Portraits sind für die Kamera immer eine Herausforderung in der Suche nach einem guten Gleichgewicht zwischen Nähe und Distanz. Wie haben Sie mit Jakob Fuhr die Kameraarbeit konzipiert?

JANNIS LENZ:
Ich habe mit Jakob während unserer Ausbildung auf der Filmakademie immer wieder zusammengearbeitet. Daher weiß ich sehr gut, wie Jakob arbeitet und er weiß genau, worauf es mir ankommt.

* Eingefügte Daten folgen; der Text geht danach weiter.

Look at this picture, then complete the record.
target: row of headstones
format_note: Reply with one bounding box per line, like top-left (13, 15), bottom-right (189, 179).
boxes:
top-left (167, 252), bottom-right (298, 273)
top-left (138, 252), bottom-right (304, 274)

Dieses gegenseitige Vertrauen war sehr wichtig für die Arbeit an Soldat Ahmet, weil es oftmals darum ging, unmittelbar auf Situationen zu reagieren, ohne viele Worte verlieren zu müssen. Wir haben versucht, unseren Protagonist*innen so viel Freiraum wie möglich zu lassen, um sie durch ihre Welten zu begleiten und nicht zu lenken, ums so die inneren Wahrheiten der Menschen, Orte und Situationen gemeinsam durch die Kamera entdecken zu können.

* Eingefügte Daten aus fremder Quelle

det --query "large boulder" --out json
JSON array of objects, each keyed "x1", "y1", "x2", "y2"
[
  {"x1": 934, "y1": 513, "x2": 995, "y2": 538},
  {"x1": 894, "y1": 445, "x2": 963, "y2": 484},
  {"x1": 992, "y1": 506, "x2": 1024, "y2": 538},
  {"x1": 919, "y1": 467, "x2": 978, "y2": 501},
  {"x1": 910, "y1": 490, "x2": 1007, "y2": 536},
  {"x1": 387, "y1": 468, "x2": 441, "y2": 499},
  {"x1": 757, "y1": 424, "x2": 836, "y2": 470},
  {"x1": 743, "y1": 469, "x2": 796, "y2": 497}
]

Anfang und Schlusspunkt des Filmes setzen die türkische und die wienerische Version einer Fabel vom Krokodil und der Hyäne, deren Gefühle, ob sie nun weinen oder lachen, nie ernst genommen werden. Welche Bedeutung hat diese Fabel im Kontext des Films?

JANNIS LENZ:
In der Fabel geht es um zwei Tiere, die auf jeweils sehr unterschiedliche Art  mit ihren Emotionen umgehen und diesen Ausdruck verleihen, aber keiner von beiden darin von den anderen ernst genommen wird. Ich fand das deswegen passend für Ahmet, weil er jemand ist, der sich nie beschwert. Das heißt aber nicht, dass er keine Probleme hat und es ihm immer gut geht. Er beklagt sich nur nicht und versucht, sich durchzubeißen. Darüber hinaus bildet die Fabel für mich einen sehr schönen Rahmen für den Film, weil ich mir Ahmets Suche nach den verlorenen Tränen irgendwann zunehmend als Märchen vorgestellt habe und ich hoffe, dass sich im Film etwas von dieser Magie aus meinem Kopf in die oft  raue Wirklichkeit mischt, durch die sich Ahmet in seinem Alltag bewegt.